Being dragged across the glass shards, Sugita grimaced more than I expected. Apparently, the sound and texture bothered him more than the pain.

This time, a sea of sound was pouring from the speakers. It swallowed up and tolerated the small waves of noise we were making, so I could reduce my concern about the process of climbing the ladder slightly.

"Climb," I ordered, making Sugita go first from the bottom of the ladder. I had him grab the ladder's legs, forming a composition like a pre-confession pose. But he just looked back anxiously and didn't start climbing.

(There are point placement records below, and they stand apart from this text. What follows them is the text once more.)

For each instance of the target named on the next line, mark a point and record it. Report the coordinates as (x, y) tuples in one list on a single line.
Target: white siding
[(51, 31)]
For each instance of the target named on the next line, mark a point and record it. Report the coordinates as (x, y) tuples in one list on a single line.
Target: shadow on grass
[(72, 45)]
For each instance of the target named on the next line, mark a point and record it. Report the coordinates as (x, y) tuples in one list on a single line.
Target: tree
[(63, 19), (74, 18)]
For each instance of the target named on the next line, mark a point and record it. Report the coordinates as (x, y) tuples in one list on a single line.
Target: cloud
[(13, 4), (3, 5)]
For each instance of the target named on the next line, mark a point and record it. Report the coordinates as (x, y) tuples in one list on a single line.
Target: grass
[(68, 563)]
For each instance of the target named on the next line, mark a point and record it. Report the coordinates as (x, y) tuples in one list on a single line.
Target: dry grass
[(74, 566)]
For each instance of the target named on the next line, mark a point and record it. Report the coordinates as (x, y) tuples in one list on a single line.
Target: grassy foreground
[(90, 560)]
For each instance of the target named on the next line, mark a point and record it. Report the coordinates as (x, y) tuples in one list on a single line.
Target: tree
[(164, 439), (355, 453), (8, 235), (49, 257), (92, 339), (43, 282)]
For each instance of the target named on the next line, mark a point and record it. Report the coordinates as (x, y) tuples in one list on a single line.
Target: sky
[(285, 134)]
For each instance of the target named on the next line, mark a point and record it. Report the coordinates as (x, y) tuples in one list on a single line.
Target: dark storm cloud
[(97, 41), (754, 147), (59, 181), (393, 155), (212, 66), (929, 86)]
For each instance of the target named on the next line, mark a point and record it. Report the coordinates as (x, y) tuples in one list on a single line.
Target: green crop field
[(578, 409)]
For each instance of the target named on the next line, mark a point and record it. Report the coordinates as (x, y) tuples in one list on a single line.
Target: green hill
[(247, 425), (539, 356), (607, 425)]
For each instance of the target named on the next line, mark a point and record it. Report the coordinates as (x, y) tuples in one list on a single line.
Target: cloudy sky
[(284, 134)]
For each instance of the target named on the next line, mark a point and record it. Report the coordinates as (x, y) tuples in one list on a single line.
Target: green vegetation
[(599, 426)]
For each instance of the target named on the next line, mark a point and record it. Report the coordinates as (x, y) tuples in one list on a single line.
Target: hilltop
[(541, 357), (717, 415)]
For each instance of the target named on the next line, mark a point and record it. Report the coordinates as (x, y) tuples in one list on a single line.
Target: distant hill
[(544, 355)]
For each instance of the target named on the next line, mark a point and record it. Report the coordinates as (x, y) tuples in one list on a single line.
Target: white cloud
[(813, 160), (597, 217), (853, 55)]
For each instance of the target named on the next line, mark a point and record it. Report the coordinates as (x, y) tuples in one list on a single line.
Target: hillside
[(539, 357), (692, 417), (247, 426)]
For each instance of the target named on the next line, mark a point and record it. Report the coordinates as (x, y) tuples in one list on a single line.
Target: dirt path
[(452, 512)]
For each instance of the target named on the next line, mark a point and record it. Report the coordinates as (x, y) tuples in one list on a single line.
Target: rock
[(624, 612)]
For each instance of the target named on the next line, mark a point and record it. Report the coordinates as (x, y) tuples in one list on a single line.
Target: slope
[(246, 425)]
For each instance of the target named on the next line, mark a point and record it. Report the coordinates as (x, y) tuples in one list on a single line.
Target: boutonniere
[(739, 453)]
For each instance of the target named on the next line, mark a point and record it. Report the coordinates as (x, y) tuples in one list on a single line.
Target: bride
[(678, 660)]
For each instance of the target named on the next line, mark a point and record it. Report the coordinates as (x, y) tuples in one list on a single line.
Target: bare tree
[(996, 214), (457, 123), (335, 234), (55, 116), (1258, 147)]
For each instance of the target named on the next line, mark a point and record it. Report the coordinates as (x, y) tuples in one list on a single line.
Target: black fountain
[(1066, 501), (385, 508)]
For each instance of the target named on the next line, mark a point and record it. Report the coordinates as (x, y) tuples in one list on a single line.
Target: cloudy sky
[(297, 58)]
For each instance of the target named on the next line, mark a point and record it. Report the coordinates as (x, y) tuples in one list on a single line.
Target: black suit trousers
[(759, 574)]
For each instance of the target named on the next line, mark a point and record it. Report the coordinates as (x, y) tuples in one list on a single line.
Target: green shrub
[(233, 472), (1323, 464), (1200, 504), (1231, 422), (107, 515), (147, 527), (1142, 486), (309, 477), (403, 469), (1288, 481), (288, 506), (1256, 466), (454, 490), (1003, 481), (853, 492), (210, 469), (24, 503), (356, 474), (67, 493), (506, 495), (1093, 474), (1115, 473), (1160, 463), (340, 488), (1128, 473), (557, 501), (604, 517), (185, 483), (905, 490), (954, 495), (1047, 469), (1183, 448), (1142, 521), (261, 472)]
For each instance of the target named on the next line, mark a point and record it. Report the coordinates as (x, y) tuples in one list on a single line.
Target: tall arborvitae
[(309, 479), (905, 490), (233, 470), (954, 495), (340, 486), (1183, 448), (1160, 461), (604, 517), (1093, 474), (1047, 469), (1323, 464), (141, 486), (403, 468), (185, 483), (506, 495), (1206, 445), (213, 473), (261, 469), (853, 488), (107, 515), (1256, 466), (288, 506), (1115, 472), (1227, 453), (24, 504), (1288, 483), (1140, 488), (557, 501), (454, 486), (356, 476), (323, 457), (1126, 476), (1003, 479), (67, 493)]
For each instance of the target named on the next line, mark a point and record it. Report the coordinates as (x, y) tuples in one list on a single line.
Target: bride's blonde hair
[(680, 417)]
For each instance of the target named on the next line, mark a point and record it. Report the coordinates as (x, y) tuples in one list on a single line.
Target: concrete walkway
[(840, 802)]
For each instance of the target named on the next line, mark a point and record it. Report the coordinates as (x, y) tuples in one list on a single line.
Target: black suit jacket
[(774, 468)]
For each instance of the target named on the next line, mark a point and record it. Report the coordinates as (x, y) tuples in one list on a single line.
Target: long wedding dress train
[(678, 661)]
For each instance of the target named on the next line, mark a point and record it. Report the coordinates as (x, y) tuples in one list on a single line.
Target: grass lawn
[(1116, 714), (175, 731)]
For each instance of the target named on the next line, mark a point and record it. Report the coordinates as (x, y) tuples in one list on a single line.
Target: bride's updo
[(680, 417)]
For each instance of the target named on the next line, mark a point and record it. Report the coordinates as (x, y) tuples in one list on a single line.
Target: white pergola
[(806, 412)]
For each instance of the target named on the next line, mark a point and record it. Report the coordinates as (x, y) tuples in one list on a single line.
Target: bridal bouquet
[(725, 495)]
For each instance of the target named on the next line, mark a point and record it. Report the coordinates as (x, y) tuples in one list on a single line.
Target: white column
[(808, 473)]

"'Hey, hey, what are we gonna do?' 'Just go!' 'Let's use the phone, okay? Besides, if we climb up there, we'll have even fewer escape routes—' 'Shut up!' *You're young, just act without worrying about the logic,* I spurred him on. A lie, though. I applied a bit of physical intimidation from behind to get him climbing."

With movements like a mountaineer, Sugita climbed, swaying his body left and right. His speed wasn't worth complaining about, nor did he seem in danger of falling. Impressive, just what you'd expect from a drama club member who doesn't neglect physical fitness. A clear contrast to the activities of the amateur radio club, where two members competed to see how far they could hide tea stains, menacing their own digestive systems.

Watching until Sugita had traversed more than halfway and reached for the steel frame, I then started climbing myself, intending to execute a vertical sprint.

Sugita made full use of his arms; I overworked my legs. If you combined us, you might get a proper human (minus the personality). With that thought in mind, I wiped my lips with my tongue.

Once up, I pushed the bewildered Sugita aside, and we moved together towards the center until the small staircase used for ascending and descending from the floor came into view. With that, the preliminary preparations were complete.

From there, I glanced down at the area where Mayu was hiding, worrying slightly if she was actually sleeping.

"'W-We climbed up... now what? Can we just wait it out here?'"

Sugita whispered, trying to read my expression. While the song was loud, it seemed we could talk a little.

"'That's probably impossible. If he spots the ladder, he'll look up.'"

"'H-He's coming? That guy... hey, with the gun...'"

"'Well, he probably won't come like a naive duck ready for the pot... The mood is less picnic, more hunt.'"

Though, in the sense that I've prepared a trap and am lying in wait, I'm treating him like a beast too.

Before answering seriously, I checked Sugita's position with just my eyes once. ...Yep, he's within my reach. Good.

"'He'll definitely come. Giving up or ignoring us is impossible as long as he mistakenly believes he's superior.'"

And I've already presented the information necessary for him to attack.

Earlier, pretending to be cocky, I let slip that I couldn't use sheer numbers. He must have noticed.

So, the 'culprit' mistakenly thinks I'm alone up here. That part, at least, isn't a concern.

"'S-So, what are we gonna do when he comes?!'"

*A crying face really suits Sugita. Impressive range of expressions, as expected of the drama club,* I noted with hollow admiration, while also thinking, *This isn't really something to discuss while he's already on his way.* It's too late, no matter how you look at it.